[LLVMdev] Scheme + LLVM JIT

Alexander Friedman alex at inga.mit.edu
Mon May 16 17:44:43 PDT 2005


On May 16, Chris Lattner wrote:
> I'm concerned that this leaks the buffer created for the file, can you 
> verify that it doesn't?

I can verify that the functionality doesn't change. If the buffer was
leaked before, it'll be leaked now.

However, in 'Lexer.l', you have the following code:


<<EOF>>         {
                  /* Make sure to free the internal buffers for flex when we are
                   * done reading our input!
                   */
                  yy_delete_buffer(YY_CURRENT_BUFFER);
                  return EOF;
                }

Which should take care of it.

> > I havn't tested parsing strings yet. My code is extremely simple and
> > *should* work, but we know where that line of thinking leads. Should I
> > submit a test case (it would have to be a C file that links in the
> > parser)?
> 
> Sure, that sounds good.  I'd definitely prefer that it be tested before it 
> goes into CVS.  Perhaps adding something to llvm/examples would be a good 
> way to go.

I made a 'FibInC' example that uses my little c-wrapper (which in turn
uses this). I can submit  all of those when they are cleaned up (and
linking correctly - more on that later).

> One suggestion, you might change the API to be something like this:
> 
> ParseAsmString(const char *, Module *)
> 
> Where the function parses the string and appends it into the specified 
> module.  This would make self-extending code simpler (no need to parse 
> into one module then link into the preexisting one).

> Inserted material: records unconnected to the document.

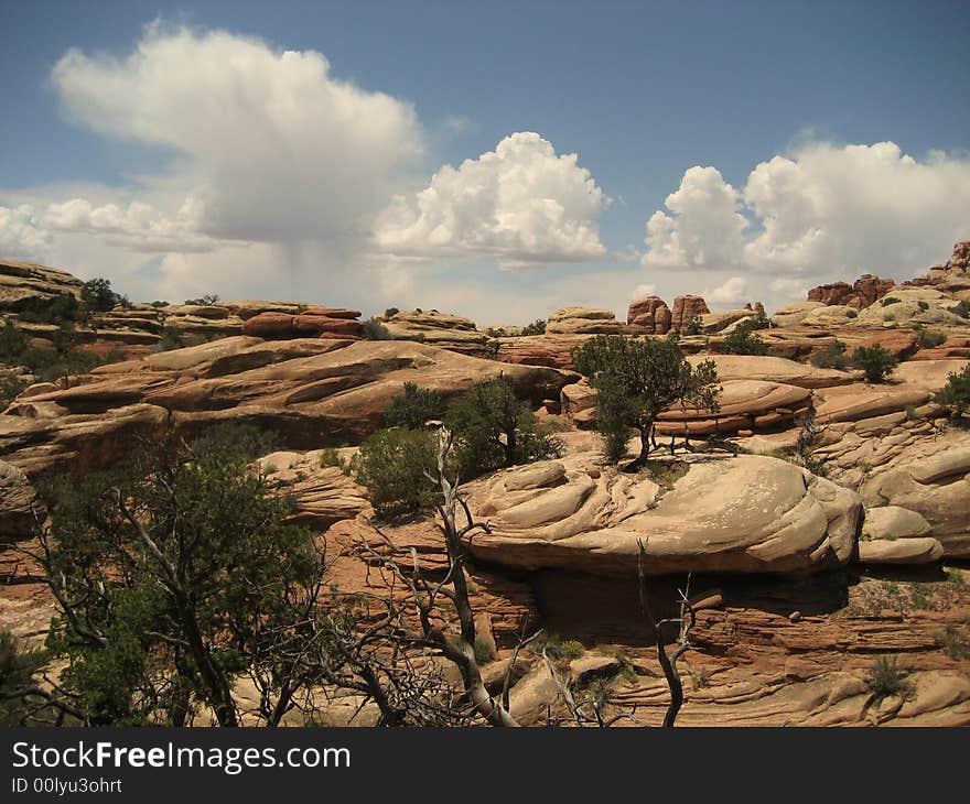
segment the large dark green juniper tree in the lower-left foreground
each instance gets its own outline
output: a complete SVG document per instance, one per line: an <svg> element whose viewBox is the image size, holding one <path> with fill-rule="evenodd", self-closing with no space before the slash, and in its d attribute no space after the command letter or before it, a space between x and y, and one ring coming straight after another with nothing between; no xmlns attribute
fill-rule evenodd
<svg viewBox="0 0 970 804"><path fill-rule="evenodd" d="M287 676L305 683L278 649L309 633L322 558L252 470L250 442L170 434L117 471L50 489L44 571L63 597L47 649L85 724L182 726L207 704L236 726L236 680L262 678L269 702Z"/></svg>

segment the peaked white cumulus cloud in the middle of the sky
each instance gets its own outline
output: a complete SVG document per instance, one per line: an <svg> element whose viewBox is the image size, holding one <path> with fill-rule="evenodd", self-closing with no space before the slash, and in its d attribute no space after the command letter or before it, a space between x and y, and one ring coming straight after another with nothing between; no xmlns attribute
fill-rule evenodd
<svg viewBox="0 0 970 804"><path fill-rule="evenodd" d="M606 253L595 219L608 203L576 154L520 131L398 196L374 240L396 254L494 256L508 269L580 262Z"/></svg>

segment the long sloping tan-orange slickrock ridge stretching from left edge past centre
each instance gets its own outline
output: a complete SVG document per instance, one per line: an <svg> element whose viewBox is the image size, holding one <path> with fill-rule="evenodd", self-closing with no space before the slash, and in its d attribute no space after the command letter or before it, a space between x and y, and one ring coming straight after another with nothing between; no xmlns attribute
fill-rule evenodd
<svg viewBox="0 0 970 804"><path fill-rule="evenodd" d="M537 406L579 379L410 341L225 339L106 366L24 401L67 414L0 416L0 457L31 471L75 460L104 466L123 453L125 423L170 416L186 435L234 421L273 431L289 448L340 446L377 430L406 382L455 396L499 376Z"/></svg>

This seems reasonable, but what happens to the users of the module if
it were to be updated - for example, if I load said module in the jit,
and then add something to it.


About the linking. Is it possible (within the current makefile
framework) to create a shared library that (statically) contains some
set of llvm libraries (including the JIT, which currenlty only works
if building a tool).

I wish to be able to do the following, assuming that I named that
library LLVM_C

gcc -lc -lLLVM_C c_file_using_llvm.c -I<stuff> -L<stuff>

I *could* build everything as a shared library, and include everything
on the command line that way, but that seems a bit errorprone, not to
mention the fact that building everything with PIC takes ~3x longer.